Тут тихо, робко, как бы сама собой от одного только этого исступленного крика отворилась дверь мастерской, и зарозовела в проеме двери Феня с подносом, на котором тоже как-то как будто робко стояли рядом два полных стакана холодной воды.
Через час Алексей Фомич сидел в доме старца Невредимова и говорил ему о сыне:
— «Любимое дитя Академии художеств», — так называли его профессора Академии… Он был на верном пути, а если сбивался иногда в сторону, то, позвольте-с, кто же не спотыкается? Только тот, кто совсем не ходит! А не сбивается с пути, кто не ищет, — он же всегда искал… Не был бревном он, не был! Он учился в Италии, он штудировал западных художников… Он, может быть, потому только не остановился на чем-нибудь одном, что хотел видеть все. Это не порок! Чтобы выбрать свою дорогу, нужно все иметь перед глазами, — по возможности, разумеется, — и знать, куда они могут привести… Он не опоздал бы проявить себя резко, отчетливо, очевидно для всех и каждого, — потому что чувствовал, что сработан он крепко, что отпущен ему долгий век, а не как иным сморчкам! Ему незачем было спешить… Спешат только те, кто с червоточиной. Тем надо спешить, те знают, что смерть уж про-гу-ливается у них за спиною, поглядывает уж на них, как на свое достоянье. Тут заспешишь поневоле… Был у нас такой пейзажист, — Васильев Федор, — внебрачный будто бы сын графа Строганова, — как же было ему не спешить, когда болен он был чахоткой? А Ваня был несокрушим, как… как Тициан, например, Микеланджело, которые до ста почти дожили лет, — вон какие здоровяки были, а? На тех же дрожжах взошел и Ваня мой, на тех же самых… И вот, — кончено! Закрыта для него теперь область живописи!

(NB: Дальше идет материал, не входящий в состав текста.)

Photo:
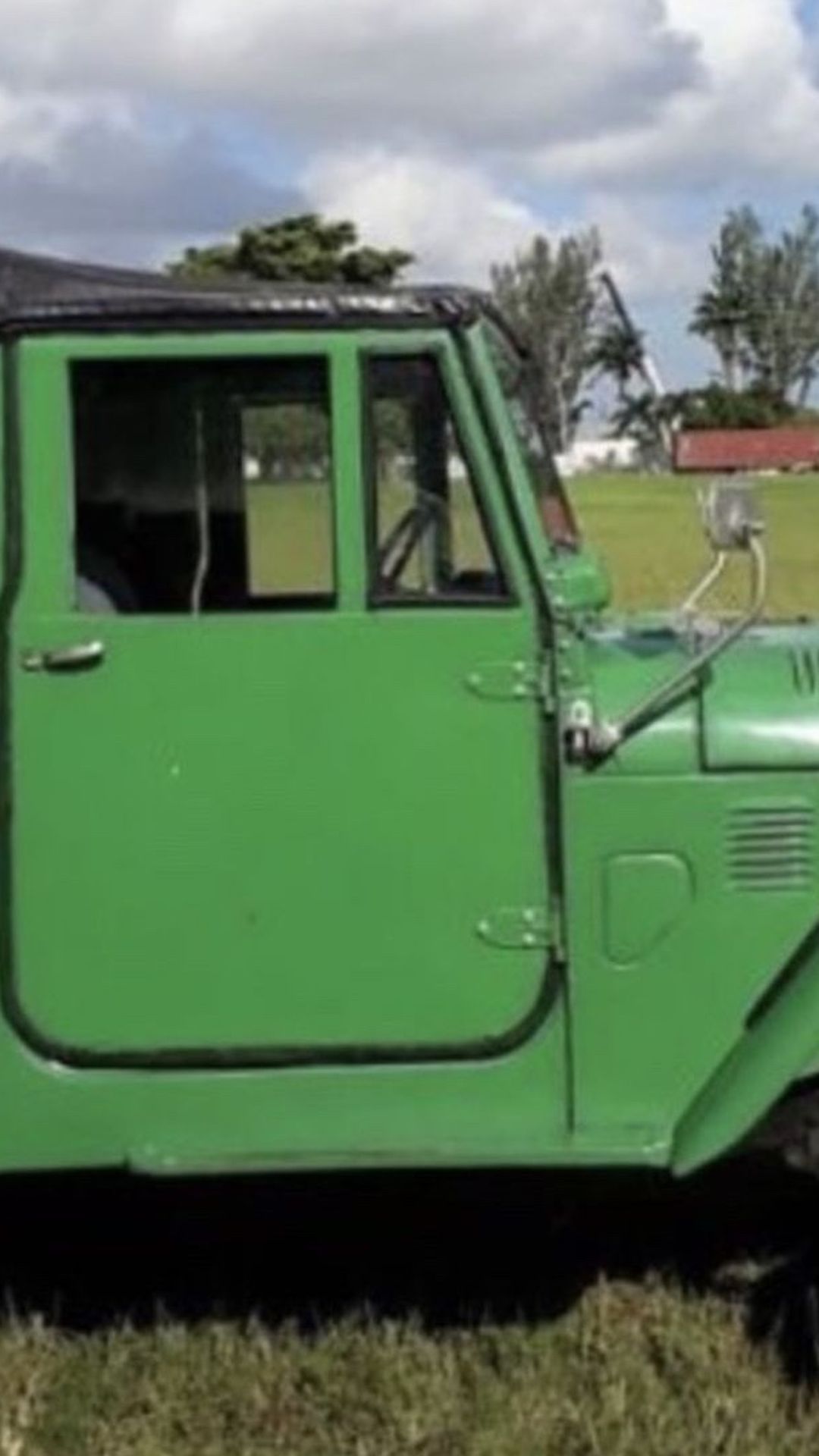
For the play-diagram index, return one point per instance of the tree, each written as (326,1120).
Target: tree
(617,351)
(723,310)
(297,249)
(550,296)
(761,309)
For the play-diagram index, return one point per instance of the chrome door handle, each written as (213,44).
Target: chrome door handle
(64,658)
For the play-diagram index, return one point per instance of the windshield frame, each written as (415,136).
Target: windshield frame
(545,501)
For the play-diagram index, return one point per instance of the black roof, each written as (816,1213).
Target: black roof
(39,293)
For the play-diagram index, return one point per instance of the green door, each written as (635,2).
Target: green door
(276,785)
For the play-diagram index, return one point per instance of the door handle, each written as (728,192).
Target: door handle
(76,658)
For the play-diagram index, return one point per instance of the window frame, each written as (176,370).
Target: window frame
(197,353)
(378,601)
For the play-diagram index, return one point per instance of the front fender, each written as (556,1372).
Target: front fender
(777,1044)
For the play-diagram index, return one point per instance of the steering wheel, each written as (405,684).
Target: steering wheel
(409,530)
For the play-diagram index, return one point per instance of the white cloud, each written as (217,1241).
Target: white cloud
(447,213)
(458,220)
(754,112)
(465,71)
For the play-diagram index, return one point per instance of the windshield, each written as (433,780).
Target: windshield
(515,373)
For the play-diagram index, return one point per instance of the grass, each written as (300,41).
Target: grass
(503,1315)
(634,1369)
(648,529)
(556,1345)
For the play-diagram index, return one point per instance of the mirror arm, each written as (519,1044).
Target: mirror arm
(607,737)
(704,587)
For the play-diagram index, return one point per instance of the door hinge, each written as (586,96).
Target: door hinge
(515,928)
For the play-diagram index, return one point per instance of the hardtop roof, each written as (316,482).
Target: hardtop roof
(39,293)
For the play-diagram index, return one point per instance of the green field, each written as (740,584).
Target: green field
(634,1334)
(648,529)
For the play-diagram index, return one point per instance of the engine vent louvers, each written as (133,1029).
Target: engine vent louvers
(771,846)
(805,670)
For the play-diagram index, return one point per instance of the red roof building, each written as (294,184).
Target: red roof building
(787,447)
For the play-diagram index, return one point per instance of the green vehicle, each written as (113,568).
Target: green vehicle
(340,827)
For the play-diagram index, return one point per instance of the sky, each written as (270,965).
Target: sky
(455,128)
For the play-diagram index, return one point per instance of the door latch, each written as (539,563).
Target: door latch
(76,658)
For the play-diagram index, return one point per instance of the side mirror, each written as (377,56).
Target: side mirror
(730,516)
(732,523)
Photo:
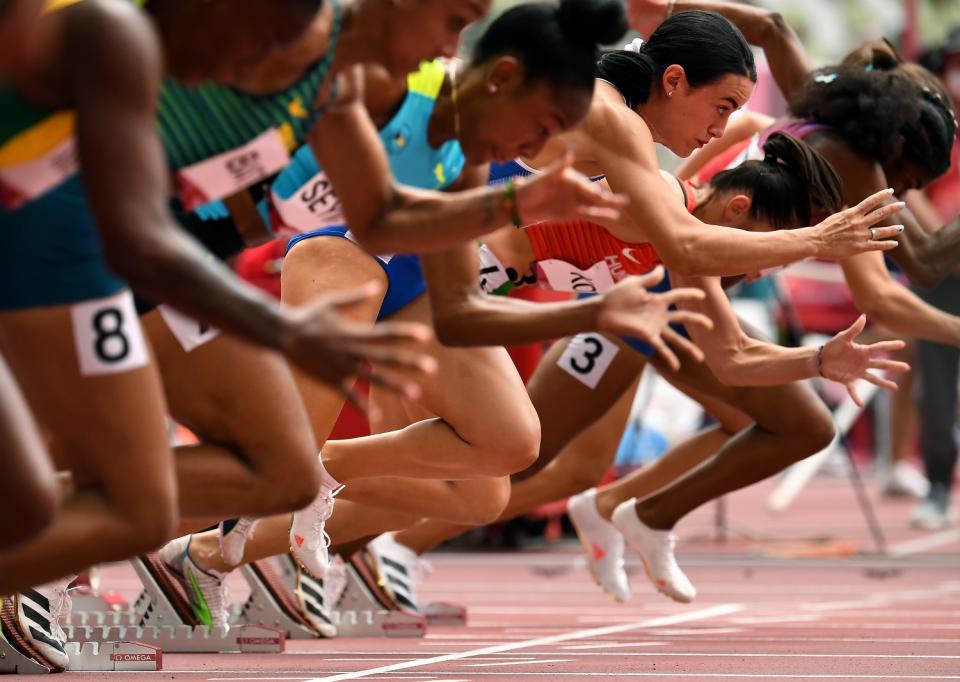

— И в каждой семье так… в каждой семье… — вставил было старец, подрагивая головой.
— В каждой семье, да, — явно для него нисколько не вдумавшись в эти слова, повторил художник и продолжал: — Иной может думать, что вот я, отец, будто бы мало заботился о своем сыне, уделял ему очень мало внимания… Нет, врут! Я его хорошо воспитал! Заботился о нем, но… в меру: настолько, насколько нужно было такому, как он. Не папенькина же сынка мне из него надо было сделать, — такими хоть пруд пруди! Я ему дал талант, и я же поставил этот талант на ноги! Я указал ему дорогу, какою он должен был идти, хоть семьдесят, хоть сто лет, сколько проживет, а что же еще я должен был для него сделать?.. И вот его вырвали из жизни!.. Молодость вырывают из жизни, — таланты вырывают в огромнейшем числе, — вот что такое эта война! А что же останется в жизни, когда из нее вырвут молодость, когда убьют там, на фронте, все таланты? Что такое народ без талантов? Кастрат! Полутруп! Сплошная морщина!..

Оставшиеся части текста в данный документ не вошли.